A los compañeros del antiguo y prestigioso Liceo de la ciudad de Cosquín. Y a sus estudiantes que eligieron, como una vez lo hice yo, estudiar en tiempos difíciles.
Comienza la cuenta regresiva del 2024 que puede resumirse en un “para qué te traje”. Sobre llovido, mojado: la coyuntura espanta, y le sumamos los años que atraen a la nostalgia. “Mal augurio hermanito”, decía un personaje de Norman Mailer- si no me equivoco en Los hombres duros no bailan-. Aunque, dentro de toda esta malaria que nos abraza con los puños cerrados, comienzan a gatillar los recuerdos, y algunos son gratos, como el que paso a contar.
Había finalizado mi formación inicial docente y me encontraba adscripto a la cátedra de Literatura Meridional Europea, dictada por Alberto Lagunas. Todo era Baudelaire, Rimbaud y Verlaine, con largas reseñas cinematográficas (quien lo conoció puede dar fe de lo expresado). Logré introducir acaso, algo de Balzac, de Maupassant, Giovanni Verga -un cuentito-, Larra con algún artículo, y no mucho más.
Todo era “Correspondencias”, “El Albatros”, “El barco ebrio” y otros poemas de los denominados Simbolistas. Más o menos, hacia la mitad de setiembre -con meses ya de cursada-, Lagunas propone a los estudiantes la lectura de La Muerte en Venecia del alemán Thomas Mann. Rápido contesto refiriéndome a la “alemanidad” del autor - frente a todos y con poco código, debo reconocerlo-, a lo que el titular del espacio contrapuso, de manera exacta, su ambientación en Italia, precisamente el mezzogiorno europeo. Sin rencores ni vedetismos, nada más alejado del maestro, a la salida de la clase me recomendó la lectura de una novelita de Mann, una “tapada”, La engañada. Y cumplió su magisterio: me fascinó.

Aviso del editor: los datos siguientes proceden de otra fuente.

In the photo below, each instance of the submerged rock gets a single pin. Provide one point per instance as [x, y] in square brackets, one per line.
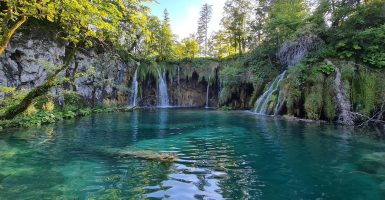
[373, 163]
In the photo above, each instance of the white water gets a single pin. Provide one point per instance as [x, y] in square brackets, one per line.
[262, 102]
[207, 93]
[276, 110]
[162, 90]
[134, 90]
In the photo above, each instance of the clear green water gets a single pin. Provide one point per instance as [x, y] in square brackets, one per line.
[222, 155]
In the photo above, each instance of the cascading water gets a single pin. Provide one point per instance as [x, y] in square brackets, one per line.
[262, 102]
[162, 90]
[134, 90]
[207, 93]
[276, 110]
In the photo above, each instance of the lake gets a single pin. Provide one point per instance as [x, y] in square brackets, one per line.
[221, 155]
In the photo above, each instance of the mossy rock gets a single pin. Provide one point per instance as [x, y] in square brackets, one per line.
[373, 163]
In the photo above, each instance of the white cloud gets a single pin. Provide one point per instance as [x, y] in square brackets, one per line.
[186, 25]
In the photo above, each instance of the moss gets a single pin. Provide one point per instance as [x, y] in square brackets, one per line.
[313, 103]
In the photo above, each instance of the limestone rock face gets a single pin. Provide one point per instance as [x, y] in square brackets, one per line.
[29, 57]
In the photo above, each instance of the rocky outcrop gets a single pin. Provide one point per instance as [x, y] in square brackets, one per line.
[345, 117]
[104, 78]
[183, 90]
[29, 57]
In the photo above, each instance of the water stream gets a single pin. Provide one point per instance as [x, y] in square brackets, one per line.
[262, 102]
[163, 100]
[134, 90]
[221, 155]
[207, 93]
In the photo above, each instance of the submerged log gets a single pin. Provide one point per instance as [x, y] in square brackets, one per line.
[143, 154]
[150, 155]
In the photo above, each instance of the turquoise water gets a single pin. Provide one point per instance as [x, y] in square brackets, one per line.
[222, 155]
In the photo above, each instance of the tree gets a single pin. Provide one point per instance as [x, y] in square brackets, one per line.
[235, 20]
[188, 48]
[219, 45]
[81, 23]
[166, 40]
[14, 13]
[203, 23]
[285, 18]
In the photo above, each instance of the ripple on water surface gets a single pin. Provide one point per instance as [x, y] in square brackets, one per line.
[221, 155]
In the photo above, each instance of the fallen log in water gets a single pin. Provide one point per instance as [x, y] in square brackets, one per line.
[142, 154]
[150, 155]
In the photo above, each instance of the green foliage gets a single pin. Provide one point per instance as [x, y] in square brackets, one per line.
[313, 103]
[365, 92]
[188, 48]
[225, 108]
[326, 69]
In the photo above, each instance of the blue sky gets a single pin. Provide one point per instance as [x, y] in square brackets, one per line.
[184, 14]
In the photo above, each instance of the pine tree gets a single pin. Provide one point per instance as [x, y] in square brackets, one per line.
[203, 22]
[166, 38]
[235, 20]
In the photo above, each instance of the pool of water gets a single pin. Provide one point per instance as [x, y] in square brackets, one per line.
[221, 155]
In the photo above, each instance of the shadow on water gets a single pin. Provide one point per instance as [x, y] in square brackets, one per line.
[221, 155]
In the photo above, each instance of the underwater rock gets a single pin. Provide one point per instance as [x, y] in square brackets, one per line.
[373, 163]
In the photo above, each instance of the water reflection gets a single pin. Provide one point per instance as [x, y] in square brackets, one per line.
[221, 156]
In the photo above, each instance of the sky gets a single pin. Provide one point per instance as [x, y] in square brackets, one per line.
[184, 14]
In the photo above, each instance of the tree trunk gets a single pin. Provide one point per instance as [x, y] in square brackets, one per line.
[6, 38]
[15, 110]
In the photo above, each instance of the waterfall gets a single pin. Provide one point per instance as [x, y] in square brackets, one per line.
[207, 93]
[276, 110]
[262, 102]
[162, 90]
[134, 90]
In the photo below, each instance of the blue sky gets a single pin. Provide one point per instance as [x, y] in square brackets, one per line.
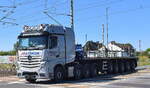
[129, 20]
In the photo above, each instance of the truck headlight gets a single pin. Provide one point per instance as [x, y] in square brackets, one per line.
[42, 65]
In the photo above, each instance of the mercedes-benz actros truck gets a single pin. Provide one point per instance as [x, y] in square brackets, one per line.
[47, 51]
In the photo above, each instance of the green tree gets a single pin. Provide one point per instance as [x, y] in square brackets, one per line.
[16, 45]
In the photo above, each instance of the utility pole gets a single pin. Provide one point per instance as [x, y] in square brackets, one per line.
[72, 14]
[140, 50]
[107, 25]
[103, 34]
[85, 38]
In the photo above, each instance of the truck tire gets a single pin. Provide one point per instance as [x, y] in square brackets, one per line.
[93, 70]
[58, 74]
[86, 71]
[77, 71]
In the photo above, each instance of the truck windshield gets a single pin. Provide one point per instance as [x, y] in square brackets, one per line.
[39, 42]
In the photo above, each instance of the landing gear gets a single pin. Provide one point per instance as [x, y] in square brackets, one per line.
[93, 70]
[77, 71]
[115, 67]
[30, 78]
[121, 67]
[86, 71]
[58, 74]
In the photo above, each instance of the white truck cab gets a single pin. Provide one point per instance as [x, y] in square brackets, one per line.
[44, 49]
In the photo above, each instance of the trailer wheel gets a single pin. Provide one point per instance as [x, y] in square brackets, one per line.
[94, 70]
[58, 74]
[77, 72]
[86, 71]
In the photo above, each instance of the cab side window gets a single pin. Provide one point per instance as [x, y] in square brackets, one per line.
[53, 42]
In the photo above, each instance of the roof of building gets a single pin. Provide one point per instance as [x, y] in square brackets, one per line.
[126, 46]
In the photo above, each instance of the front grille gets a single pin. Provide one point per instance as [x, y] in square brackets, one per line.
[33, 63]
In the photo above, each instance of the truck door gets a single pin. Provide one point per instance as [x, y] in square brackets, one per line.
[57, 49]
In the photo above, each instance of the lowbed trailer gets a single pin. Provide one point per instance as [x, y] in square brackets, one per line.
[48, 52]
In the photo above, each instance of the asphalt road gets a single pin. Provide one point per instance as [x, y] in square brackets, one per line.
[139, 79]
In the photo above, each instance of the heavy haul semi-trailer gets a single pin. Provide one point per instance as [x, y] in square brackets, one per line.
[48, 52]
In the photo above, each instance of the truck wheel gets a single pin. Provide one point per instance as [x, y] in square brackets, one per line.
[58, 74]
[93, 70]
[31, 80]
[77, 72]
[86, 71]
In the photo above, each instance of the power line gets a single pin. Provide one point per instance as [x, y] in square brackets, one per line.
[118, 12]
[98, 5]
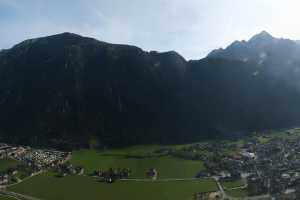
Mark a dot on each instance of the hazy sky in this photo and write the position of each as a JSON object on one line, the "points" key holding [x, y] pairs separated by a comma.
{"points": [[190, 27]]}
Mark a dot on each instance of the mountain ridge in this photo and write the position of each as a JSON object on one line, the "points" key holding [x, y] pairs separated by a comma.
{"points": [[66, 90]]}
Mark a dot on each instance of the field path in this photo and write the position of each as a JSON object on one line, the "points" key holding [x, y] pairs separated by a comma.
{"points": [[17, 195]]}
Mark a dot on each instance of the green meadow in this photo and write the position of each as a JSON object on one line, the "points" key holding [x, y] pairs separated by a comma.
{"points": [[6, 198], [49, 187], [167, 166], [238, 193]]}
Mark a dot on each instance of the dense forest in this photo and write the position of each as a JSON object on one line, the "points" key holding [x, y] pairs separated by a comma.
{"points": [[68, 90]]}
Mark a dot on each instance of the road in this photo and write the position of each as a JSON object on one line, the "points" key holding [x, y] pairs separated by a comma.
{"points": [[17, 195]]}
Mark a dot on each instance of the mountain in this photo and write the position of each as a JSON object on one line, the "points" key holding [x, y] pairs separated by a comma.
{"points": [[68, 91]]}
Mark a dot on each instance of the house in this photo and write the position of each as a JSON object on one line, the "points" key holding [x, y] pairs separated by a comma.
{"points": [[152, 173]]}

En la nouvelle -larga para ser cuento, corta para novela-, el nobel alemán nos sitúa en una atmosfera que bien pueden ser los cincuenta del Plan Marshall, o antes del ascenso nazi, la República de Weimar. Una viuda descubre el sentimiento platónico del amor en la figura de un joven profesor de inglés, norteamericano, al que duplica en edad. Tanto se entusiasma que el período menstrual otrora retirado, vuelve a su flujo. Engaño que a la mujer -reconocida amante de la fisis y del mundo de la naturaleza-, pronto se le develará en cáncer. Una ironía macabra, pero también, una ars poética.
Durante estos meses de octubre y noviembre, la trabajamos con mis estudiantes del Profesorado en Letras de la ciudad de Cosquín, pleno centro del país (el antiguo pequeño Cuzco del invasor quechua). Al releerla incurrí en las mismas visiones de la primera vez; me conmovió y ellos lo hicieron conmigo. Un joven acierta con la lectura de los dichos de la viuda en el lecho de muerte: “-Anna, no digas nunca que la naturaleza me engañó con cruel sarcasmo. No la injuries, así como yo no la injurio. Me voy a disgusto ... A disgusto me separo de ustedes y de la vida con su primavera, pero ¿es que habría primavera sin la muerte? La muerte es un gran instrumento de la vida, de manera que, si la muerte tomó para mí la forma de la resurrección y del goce del amor, no era eso una mentira, sino una gracia y un don”.
De repente se produjo un profundo silencio colectivo. Cada uno fue dueño del suyo. Yo en estas líneas puedo pronunciar el mío y habla de los referentes que intento imitar, porque ya no están… Mal augurio hermanito, al menos, por estos días.